なんの親父ギャグかよ、と思うのだけど。
洒落が通じるかどうか、というのはコミュニケーション能力というか、素地のネタを知っているか、そしてそれを変換できるか、というのがミソだと思う。
つまり、それを言った側と言われた側がいい感じにその元ネタとなる事象を理解してこそ、阿吽の呼吸で「面白い」となるわけで。そうでなかったら、言った側の自己満なのだよ。
なんでそんなことを思ったかというと
先日、私が楽しく友達とお出かけをしている間に義母が訪問し、いろいろ食材を置いて行ってくれたらしい。夫もその時子どもたちと昼寝中だったのか誰とも義母と顔を合わせることがなかった。
夫がメールでお礼を言ってくれたのだが、持ってきてくれたのが「山盛りのローストビーフ」であった。これまたデパ地下の超美味しいやつでして。お値段も張りそうなもの、元気づけようと暑い中届け置いてくれたのだった。
その日はそのことを知らず、次の日の夕飯に出てきた時に知る私。夫あるあるだけどね、自分の親だからお礼はそこそこでいいかもしれないけども、私からもお礼を言わないと、でしょう!
そんなわけでちょっとタイムラグがあってのお礼。出遅れた感があるけど、仕事やお見舞いで忙しい時もままある。ちょっとウィットにとんだギャグでもかまそう、とメールの文中に美味しかったことと共に
「分入っても分入っても肉の山でした」
と感想を述べた。これは、携帯で打っていても予測変換で出てくるほどの超有名な、種田山頭火の「分入っても分入っても青い山」のパロディなのであった。読書家のお母さんならピーンとくる俳句を文字ったギャグなのである。

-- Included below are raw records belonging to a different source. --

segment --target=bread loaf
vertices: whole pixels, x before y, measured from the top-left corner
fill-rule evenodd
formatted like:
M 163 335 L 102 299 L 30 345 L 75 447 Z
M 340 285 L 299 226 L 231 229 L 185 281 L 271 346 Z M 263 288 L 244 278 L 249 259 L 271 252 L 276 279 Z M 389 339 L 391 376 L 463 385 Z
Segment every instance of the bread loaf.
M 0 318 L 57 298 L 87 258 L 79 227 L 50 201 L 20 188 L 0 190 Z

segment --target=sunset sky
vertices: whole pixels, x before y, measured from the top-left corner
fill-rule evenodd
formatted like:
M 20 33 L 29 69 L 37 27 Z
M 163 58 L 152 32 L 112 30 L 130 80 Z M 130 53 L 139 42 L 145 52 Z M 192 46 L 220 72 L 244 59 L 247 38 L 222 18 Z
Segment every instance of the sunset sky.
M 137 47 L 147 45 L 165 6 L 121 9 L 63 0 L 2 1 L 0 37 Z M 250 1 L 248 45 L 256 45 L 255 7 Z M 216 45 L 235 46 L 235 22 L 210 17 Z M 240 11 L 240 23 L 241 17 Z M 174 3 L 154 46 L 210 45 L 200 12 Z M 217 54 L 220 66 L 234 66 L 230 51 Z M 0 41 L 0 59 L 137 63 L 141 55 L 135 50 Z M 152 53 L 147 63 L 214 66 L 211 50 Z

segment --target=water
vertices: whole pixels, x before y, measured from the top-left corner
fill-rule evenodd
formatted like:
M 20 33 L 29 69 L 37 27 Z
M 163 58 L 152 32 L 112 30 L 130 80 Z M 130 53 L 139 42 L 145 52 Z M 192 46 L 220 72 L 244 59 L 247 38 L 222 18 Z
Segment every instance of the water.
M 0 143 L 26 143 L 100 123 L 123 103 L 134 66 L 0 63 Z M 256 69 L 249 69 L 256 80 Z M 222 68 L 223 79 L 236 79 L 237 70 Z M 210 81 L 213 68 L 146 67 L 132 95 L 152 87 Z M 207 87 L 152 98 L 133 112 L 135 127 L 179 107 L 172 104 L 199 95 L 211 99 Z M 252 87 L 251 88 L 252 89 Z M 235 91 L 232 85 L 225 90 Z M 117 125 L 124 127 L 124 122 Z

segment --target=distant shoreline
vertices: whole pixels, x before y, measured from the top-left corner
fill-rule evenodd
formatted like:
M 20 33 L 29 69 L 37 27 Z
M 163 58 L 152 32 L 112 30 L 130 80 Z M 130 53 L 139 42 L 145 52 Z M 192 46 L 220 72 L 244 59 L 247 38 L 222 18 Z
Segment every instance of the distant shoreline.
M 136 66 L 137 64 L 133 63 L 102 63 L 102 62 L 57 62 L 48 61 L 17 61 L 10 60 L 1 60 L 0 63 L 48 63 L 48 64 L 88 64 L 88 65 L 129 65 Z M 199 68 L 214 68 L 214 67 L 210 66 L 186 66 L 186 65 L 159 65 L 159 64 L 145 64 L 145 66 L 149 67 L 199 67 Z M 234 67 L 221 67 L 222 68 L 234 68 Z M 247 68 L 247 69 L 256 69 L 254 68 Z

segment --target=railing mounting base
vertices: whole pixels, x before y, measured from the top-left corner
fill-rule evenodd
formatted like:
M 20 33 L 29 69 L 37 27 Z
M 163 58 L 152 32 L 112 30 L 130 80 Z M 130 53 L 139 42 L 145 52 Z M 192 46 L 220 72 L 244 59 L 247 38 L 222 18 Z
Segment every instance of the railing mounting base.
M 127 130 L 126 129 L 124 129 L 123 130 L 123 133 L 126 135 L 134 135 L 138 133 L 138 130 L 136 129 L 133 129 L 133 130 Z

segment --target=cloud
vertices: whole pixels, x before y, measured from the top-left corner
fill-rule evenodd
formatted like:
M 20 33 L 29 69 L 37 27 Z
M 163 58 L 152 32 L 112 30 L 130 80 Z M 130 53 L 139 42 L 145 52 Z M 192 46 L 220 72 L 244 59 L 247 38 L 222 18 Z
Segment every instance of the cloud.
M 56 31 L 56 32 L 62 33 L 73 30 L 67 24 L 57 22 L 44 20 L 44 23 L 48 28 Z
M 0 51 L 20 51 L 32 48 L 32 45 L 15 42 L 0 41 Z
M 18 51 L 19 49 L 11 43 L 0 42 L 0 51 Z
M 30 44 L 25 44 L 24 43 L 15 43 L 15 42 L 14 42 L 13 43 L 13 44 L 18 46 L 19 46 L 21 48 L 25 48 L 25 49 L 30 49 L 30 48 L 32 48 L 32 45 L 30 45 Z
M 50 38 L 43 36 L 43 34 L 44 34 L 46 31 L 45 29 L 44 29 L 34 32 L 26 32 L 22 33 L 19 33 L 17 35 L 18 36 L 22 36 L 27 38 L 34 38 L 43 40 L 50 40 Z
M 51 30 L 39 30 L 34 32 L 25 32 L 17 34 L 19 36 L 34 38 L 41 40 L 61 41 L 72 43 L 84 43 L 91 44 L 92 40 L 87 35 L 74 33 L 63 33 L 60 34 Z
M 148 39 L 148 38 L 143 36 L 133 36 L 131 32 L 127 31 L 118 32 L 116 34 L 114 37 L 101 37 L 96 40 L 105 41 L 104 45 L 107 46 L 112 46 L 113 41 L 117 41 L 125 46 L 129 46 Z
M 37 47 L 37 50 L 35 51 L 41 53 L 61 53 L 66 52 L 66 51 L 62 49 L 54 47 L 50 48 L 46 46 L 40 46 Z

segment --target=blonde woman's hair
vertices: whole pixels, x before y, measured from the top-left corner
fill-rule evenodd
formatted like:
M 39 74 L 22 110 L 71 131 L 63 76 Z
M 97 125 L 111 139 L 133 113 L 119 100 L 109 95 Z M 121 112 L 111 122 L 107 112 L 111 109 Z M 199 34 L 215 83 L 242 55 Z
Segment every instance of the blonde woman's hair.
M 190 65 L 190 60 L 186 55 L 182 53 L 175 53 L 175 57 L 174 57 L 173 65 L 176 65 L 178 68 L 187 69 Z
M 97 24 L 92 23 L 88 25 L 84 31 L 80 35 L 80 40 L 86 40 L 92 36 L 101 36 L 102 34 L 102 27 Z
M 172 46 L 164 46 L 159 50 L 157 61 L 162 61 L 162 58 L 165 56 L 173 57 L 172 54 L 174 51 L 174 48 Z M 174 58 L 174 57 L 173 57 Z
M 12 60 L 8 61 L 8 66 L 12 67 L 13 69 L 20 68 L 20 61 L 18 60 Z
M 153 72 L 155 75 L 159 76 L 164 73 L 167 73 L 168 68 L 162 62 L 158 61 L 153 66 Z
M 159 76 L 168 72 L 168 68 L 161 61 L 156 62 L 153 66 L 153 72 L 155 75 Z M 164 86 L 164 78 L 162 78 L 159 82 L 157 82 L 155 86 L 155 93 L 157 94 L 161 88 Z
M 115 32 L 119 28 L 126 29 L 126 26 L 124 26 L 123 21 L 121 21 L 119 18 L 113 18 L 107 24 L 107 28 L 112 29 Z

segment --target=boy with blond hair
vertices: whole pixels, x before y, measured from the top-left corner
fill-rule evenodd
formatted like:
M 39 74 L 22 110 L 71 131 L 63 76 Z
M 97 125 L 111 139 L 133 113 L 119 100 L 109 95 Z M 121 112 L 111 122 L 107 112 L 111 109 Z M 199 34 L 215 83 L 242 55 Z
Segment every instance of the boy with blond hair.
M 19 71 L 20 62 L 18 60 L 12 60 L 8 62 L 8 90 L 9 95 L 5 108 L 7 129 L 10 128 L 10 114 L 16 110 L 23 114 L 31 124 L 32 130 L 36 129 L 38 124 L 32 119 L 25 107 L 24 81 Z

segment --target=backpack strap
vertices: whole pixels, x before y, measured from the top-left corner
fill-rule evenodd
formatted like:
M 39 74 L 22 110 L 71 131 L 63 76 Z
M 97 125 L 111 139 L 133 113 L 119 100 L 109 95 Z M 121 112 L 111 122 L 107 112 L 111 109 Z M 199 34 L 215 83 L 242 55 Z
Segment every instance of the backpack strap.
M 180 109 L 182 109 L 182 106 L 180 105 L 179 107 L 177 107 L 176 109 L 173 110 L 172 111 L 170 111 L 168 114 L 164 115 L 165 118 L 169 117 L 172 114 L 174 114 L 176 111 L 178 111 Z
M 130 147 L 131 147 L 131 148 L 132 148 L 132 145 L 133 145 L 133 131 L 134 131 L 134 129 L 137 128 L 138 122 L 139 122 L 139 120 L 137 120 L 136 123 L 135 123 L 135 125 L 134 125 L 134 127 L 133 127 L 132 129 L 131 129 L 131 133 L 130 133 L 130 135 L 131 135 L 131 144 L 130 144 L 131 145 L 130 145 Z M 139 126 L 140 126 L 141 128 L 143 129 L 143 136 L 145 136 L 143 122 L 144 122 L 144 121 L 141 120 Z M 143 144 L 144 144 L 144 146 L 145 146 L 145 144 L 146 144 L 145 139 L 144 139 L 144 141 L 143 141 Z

うちの義母は性格はもちろんのこと、読んでる本とか美術のセンスとか本当に教養のあるステキな人なのだ。
遅れた返信に対して、またも丁寧にお買い物エピソードを面白おかしく載せたメールをくれた。つねづねエッセイでも出したら売れそうな内容のメールである。
そんな話を夫にすると、俺の方にも返信が、と夫。どうやら私の送ったメールに対して
「この分入っても分入っても肉の山、は種田山頭火の「分入っても分入っても青い山」の俳句を元にしているってあなたはわかっていた?本当に文化レベルの高いお嫁さんをもらってあんたにはもったいない!うんぬん…」
というメールが送られてきたそうな。私の送ったメールを知らない夫はいきさつを聞いてやっと「そういうことかぁ」と納得していたが、ところで種田山頭火知っているの?と聞くと「もちろん知らないと」のことだった。
こうして、ギャグに対して注釈の入る1番恥ずかしい展開ではあるが、やはりお母さんとのことわかってくれてたのねと思うわけだ。
高校の国語の時間、国語の資料集みたいな国語総覧というのを読むのが好きで、全然関係ないページをめくっては「なんこれ」と1人ツッコミをしていたのを思い出す。
同じ自由律俳句では「咳をしても一人」とか、え、こいつ俳句のルール知ってんのか5・7・5だよ!とか突っ込んでいた。
短歌もなかなか面白くて
「この味がいいね」と君が言ったから七月六日はサラダ記念日 by 俵万智
とかね。いや日記やん。
一度は聞きましたでしょう?そういうのを拾ってみんなでパロディとか言ってる高校生だったのですよ。
あんまり読んだことのない小説を、総覧きっかけで読んでみたりとか。(吉本ばななとか。ペンネームにばななって)
あと漢字で「くだん」は「件」と書くのだけど「くだんの件で…」って「頭痛が痛い」的な面白さがあるなぁって使うことにハマってたり、言葉遊びに面白さを見出す年頃なんだよね。
私の中ではそういうのも含んでざっくり教養だなぁと思うのだけど、こういう言葉選びとか、話のリズムが合うととても居心地がよく感じる。1番話してて波長が合うのは姉。
さらに高校の親友もかなり読書好きでいつも待ち合わせ場所に枕みたいな本(京極夏彦)持ってきてたり、話してて面白い。
大学の友達もたまに好きなジャンルがかぶる人もいたけど、どっちかっていうと学部によってなのかなぁ…。そもそも、ちょっと変態めいたこの言葉に対する熱さ、かといって全然言葉遣いとか全く綺麗じゃないのだが
さがすとさ、なかなかいないもんなのです。合う人。
だからこそ貴重なのですよ。
もちろん姉にしても友にしても長く付き合ってきて波長があってくるってのはあると思うのだけど
夫、出会って10年以上経ちますが全く合わない。笑
ま、それでも一緒にいられるのも貴重なのだけど
少なくとも義母は自分の尊敬できるタイプの人で本当に良かったなぁと思う限りなのだった。